B. The YAP/TAZ-Apelin Switch

Single-cell RNA sequencing (scRNA-seq) of vascular beds under low vs. high flow revealed a profound remodeling program:

• Shear Stress Sensing: High flow (physiological shear stress) suppresses YAP/TAZ activity (confirmed by reduced nuclear localization and target gene expression).
• The Switch:
  • Low Flow (High YAP/TAZ): Endothelial cells upregulate Apelin (APLN) and downregulate its receptor (APLNR).

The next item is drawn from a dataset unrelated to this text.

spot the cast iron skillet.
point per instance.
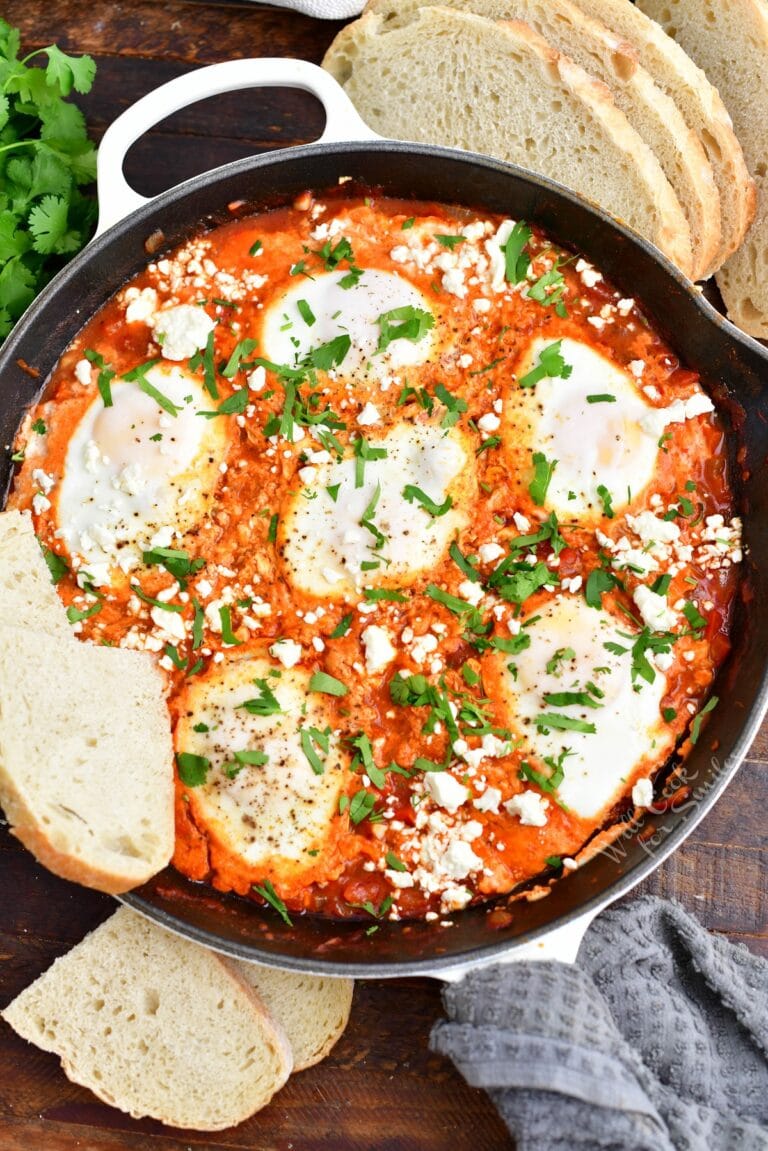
(735, 370)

This state correlates with Tip Cell phenotypes (sprouting, angiogenic).
  • High Flow (Low YAP/TAZ): Endothelial cells downregulate APLN and upregulate APLNR. This state correlates with Stalk Cell phenotypes (stabilization, lumen formation).
• Functional Validation:
  • Inhibiting YAP/TAZ (using IAG933) mimicked high flow, reducing vessel sprouting (branchpoint density).
  • Inhibiting Apelin signaling (using ML221) increased sprouting, mimicking low flow.
  • Conclusion: Physiological laminar flow suppresses YAP/TAZ, shifting endothelial cells from a sprouting (Tip/APLN-high) state to a stabilizing (Stalk/APLNR-high) state. This acts as a negative feedback loop to prune excess vessels.

C. Modeling Hereditary Hemorrhagic Telangiectasia (HHT)

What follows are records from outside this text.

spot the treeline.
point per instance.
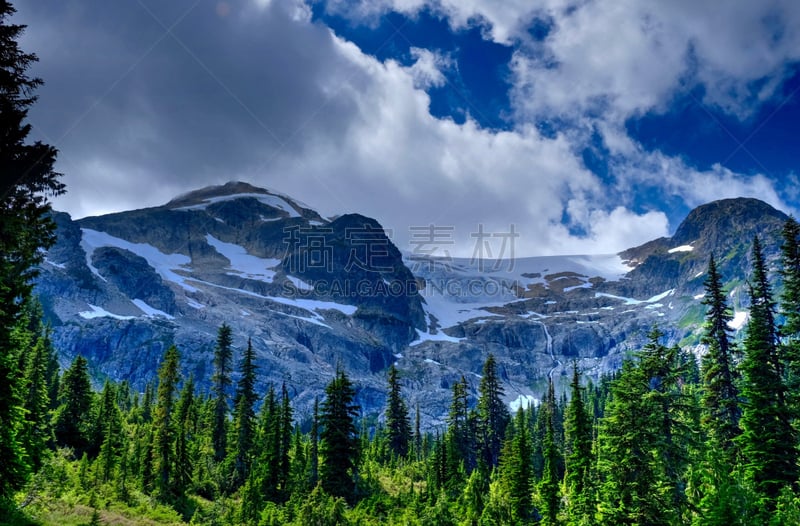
(665, 440)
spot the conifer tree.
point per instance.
(721, 409)
(398, 427)
(27, 180)
(73, 418)
(459, 442)
(768, 439)
(185, 421)
(223, 358)
(164, 425)
(493, 415)
(790, 309)
(108, 431)
(578, 477)
(517, 470)
(36, 433)
(549, 490)
(244, 417)
(338, 439)
(313, 453)
(286, 425)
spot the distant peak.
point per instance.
(229, 188)
(725, 217)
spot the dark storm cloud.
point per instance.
(154, 93)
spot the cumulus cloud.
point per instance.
(183, 95)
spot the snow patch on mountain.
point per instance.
(99, 312)
(682, 248)
(164, 264)
(151, 311)
(270, 200)
(242, 263)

• AVM Phenotype: Knocking down ENG or ALK1 resulted in enlarged vessels with significantly higher flow velocities, recapitulating the AVM phenotype seen in HHT patients.
• BMP9 vs. VEGF:
  • BMP9 treatment constrained vessel diameter and reduced perfusion.
  • Mechanism: BMP9 signaling was found to antagonize VEGF-induced transcription. While VEGF upregulates angiogenic markers (e.g., ANGPT2, CXCR4), BMP9 suppresses these genes.
  • Dysregulation: In HHT models (loss of ENG/ALK1), this BMP9-mediated suppression of VEGF signaling is lost, leading to uncontrolled angiogenesis and enlarged vessels.
  • Therapeutic Insight: Treatment with the VEGF receptor inhibitor Axitinib rescued the enlarged vessel phenotype in HHT models, validating the antagonistic relationship between BMP9 and VEGF pathways.

5. Significance

• Preclinical Translation: VIVOS provides a "fully human" alternative to animal models for studying vascular development and disease, addressing the high failure rate of translating animal vascular findings to humans.
• Mechanistic Insight: The discovery of the YAP/TAZ-Apelin switch offers a new paradigm for understanding how hemodynamic forces dictate vascular architecture, moving beyond simple nutrient delivery to active mechanotransduction.
• Therapeutic Development: The platform enables the testing of flow-regulated pathologies (like HHT) and the screening of therapeutics (e.g., VEGF inhibitors) under physiologically relevant hemodynamic conditions.
• Future Applications: The modular design allows for multi-organ interconnection and the introduction of circulating immune cells, paving the way for studying metastasis, immune trafficking, and complex multi-organ diseases in a controlled in vitro environment.